Pensai a tutte le volte che ero andato a nuotare e risposi: — Spesso.

— Vestito così?

Scrollai il capo.

— Se intendi farlo, tira indietro il cappuccio, perché vedo solo la punta del tuo naso. — Il lochage scese dallo sgabello e si avvicinò a una finestra che sovrastava il ponte. — Quanti abitanti pensi che ci siano a Nessus?

— Non ne ho idea.

— Nemmeno io, Torturatore. Nessuno lo sa. Ogni tentativo di contarli è fallito, come ogni tentativo di tassarli in maniera sistematica. La città si sviluppa e cambia ogni notte, come le scritte tracciate con il gesso sui muri. Le case vengono costruite da gente furba che ruba i ciottoli durante l'oscurità e rivendica il terreno… lo sapevi? L'esultante Talarican, la cui pazzia lo portava a studiare gli aspetti infimi dell'esistenza umana, sosteneva che le persone che vivono rovistando nei rifiuti sono duemila. Diceva che vi sono diecimila acrobati mendicanti, dei quali circa la metà sono donne, e che se un povero si gettasse dal parapetto di questo ponte ogni volta che respiriamo, vivremmo per sempre, perché la città genera e distrugge gli uomini più in fretta di un nostro respiro. In mezzo a questa folla, non si può che mantenere la pace. I disordini non possono essere accettati, perché risulterebbero incontrollabili.

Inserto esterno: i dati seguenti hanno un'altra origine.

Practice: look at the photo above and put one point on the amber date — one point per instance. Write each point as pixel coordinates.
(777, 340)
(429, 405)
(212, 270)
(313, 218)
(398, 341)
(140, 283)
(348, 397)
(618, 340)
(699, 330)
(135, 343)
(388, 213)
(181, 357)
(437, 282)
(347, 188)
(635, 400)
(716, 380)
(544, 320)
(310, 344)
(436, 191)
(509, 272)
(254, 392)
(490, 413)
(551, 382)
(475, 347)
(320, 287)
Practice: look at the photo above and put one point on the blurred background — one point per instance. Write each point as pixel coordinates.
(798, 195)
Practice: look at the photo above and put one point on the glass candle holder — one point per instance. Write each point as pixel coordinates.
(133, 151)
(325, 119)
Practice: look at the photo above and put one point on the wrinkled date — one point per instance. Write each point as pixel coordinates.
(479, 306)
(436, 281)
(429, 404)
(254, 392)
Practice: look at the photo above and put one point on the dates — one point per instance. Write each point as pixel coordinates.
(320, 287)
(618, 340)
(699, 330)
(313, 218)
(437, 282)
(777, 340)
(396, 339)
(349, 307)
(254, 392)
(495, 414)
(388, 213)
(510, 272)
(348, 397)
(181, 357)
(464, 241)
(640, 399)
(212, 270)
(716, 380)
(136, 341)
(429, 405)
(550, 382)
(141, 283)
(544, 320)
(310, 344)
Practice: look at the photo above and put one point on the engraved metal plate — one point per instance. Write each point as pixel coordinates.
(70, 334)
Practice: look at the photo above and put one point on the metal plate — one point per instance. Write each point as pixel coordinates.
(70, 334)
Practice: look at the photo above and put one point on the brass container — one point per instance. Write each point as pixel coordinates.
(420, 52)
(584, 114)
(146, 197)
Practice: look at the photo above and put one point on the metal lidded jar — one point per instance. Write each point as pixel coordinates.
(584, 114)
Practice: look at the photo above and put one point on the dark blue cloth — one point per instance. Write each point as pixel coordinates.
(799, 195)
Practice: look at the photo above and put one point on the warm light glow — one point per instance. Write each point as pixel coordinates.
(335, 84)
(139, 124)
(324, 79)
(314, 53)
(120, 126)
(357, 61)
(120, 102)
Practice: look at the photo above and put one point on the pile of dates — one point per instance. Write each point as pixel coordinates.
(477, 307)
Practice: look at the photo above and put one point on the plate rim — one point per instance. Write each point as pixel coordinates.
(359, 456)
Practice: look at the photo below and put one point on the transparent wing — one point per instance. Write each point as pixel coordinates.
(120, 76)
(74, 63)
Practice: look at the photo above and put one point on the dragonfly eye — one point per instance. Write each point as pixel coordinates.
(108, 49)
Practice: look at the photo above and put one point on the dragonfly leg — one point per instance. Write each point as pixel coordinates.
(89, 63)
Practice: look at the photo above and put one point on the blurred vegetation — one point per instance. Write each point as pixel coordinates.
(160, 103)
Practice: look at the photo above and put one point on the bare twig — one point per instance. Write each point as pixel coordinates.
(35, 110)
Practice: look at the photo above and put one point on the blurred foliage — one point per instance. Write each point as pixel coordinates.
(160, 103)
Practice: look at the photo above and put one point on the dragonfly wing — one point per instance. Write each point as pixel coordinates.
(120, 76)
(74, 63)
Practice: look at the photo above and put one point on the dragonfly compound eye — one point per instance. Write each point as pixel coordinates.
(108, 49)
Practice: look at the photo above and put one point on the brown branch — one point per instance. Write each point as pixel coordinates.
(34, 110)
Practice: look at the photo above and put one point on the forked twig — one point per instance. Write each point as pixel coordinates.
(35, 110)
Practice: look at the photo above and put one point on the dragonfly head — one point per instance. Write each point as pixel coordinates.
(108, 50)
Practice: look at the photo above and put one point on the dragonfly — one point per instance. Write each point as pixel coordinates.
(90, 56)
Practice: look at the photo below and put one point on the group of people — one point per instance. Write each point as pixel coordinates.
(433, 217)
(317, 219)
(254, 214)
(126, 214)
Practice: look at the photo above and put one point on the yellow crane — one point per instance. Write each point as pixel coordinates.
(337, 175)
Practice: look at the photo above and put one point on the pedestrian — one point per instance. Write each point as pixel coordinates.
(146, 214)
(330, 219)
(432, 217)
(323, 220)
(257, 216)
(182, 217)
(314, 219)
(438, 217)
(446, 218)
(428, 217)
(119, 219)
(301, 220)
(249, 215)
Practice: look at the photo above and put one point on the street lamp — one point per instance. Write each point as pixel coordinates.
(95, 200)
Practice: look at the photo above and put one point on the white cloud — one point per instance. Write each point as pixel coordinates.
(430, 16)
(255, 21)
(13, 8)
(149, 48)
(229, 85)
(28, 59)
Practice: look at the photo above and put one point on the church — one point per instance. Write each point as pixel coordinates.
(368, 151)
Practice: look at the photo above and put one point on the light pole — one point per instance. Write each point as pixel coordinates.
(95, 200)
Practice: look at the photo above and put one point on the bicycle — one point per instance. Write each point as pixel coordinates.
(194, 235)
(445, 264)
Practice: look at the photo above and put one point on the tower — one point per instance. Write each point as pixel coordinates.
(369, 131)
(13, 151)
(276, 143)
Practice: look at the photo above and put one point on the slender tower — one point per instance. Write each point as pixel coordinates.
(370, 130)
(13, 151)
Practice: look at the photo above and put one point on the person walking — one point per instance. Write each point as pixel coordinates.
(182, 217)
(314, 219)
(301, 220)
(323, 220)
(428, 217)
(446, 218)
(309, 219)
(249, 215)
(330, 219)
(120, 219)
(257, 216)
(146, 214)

Mi segui?

— Un'alternativa c'è, quella dell'ordine, ma capisco che fino a quando non si riuscirà ad attuarla, le cose stiano così.

Il lochage sospirò e si volse verso di me. — Se capisci almeno questo, bene. In tal caso dovrai procurarti degli indumenti più neutri.

— Non posso fare ritorno alla Cittadella.

— Allora sparisci per questa notte e domani comperati qualcosa. Hai del denaro?

— Un po'.

— Bene, acquista qualcosa. Oppure rubalo, o ancora prendi i vestiti del primo sventurato che accorcerai con la tua spada. Ti farei accompagnare a una locanda dai miei uomini, ma in tal modo si provocherebbero ulteriori occhiate e mormoni. Ci sono stati guai sul fiume, e già circolano storie di spettri. Adesso il vento sta calando e sta scendendo la nebbia… e sarà anche peggio. Dove sei diretto?

— Sono stato assegnato alla città di Thrax.

Il peltasta che aveva parlato prima disse: — Gli credi, Lochage? Non ha dimostrato di essere quello che dice.

Il lochage stava nuovamente guardando fuori dalla finestra, dalla quale si scorgevano spire di nebbia color ocra. — Se non sai usare la testa usa il naso. Che odori ha portato con sé?

Il peltasta sorrise dubbioso.

— Ferro arrugginito, sudore freddo, sangue putrido. Un impostore odorerebbe di stoffa nuova o di stracci ripescati in un baule. Se non ti svegli in tempo, Petronax, ti ritroverai a combattere gli Asciani.

— Ma, Lochage… — ribatté quello. Mi lanciò una tale occhiata d'odio che pensai di dover stare in guardia una volta uscito dalla bertesca.

— Fai vedere a questo individuo che sei veramente un torturatore.

Il peltasta era rilassato, perciò non fu difficile. Scostai il suo scudo con il braccio destro, posi il mio piede sinistro contro il suo per bloccarlo mentre premevo quel nervo del collo che genera le convulsioni.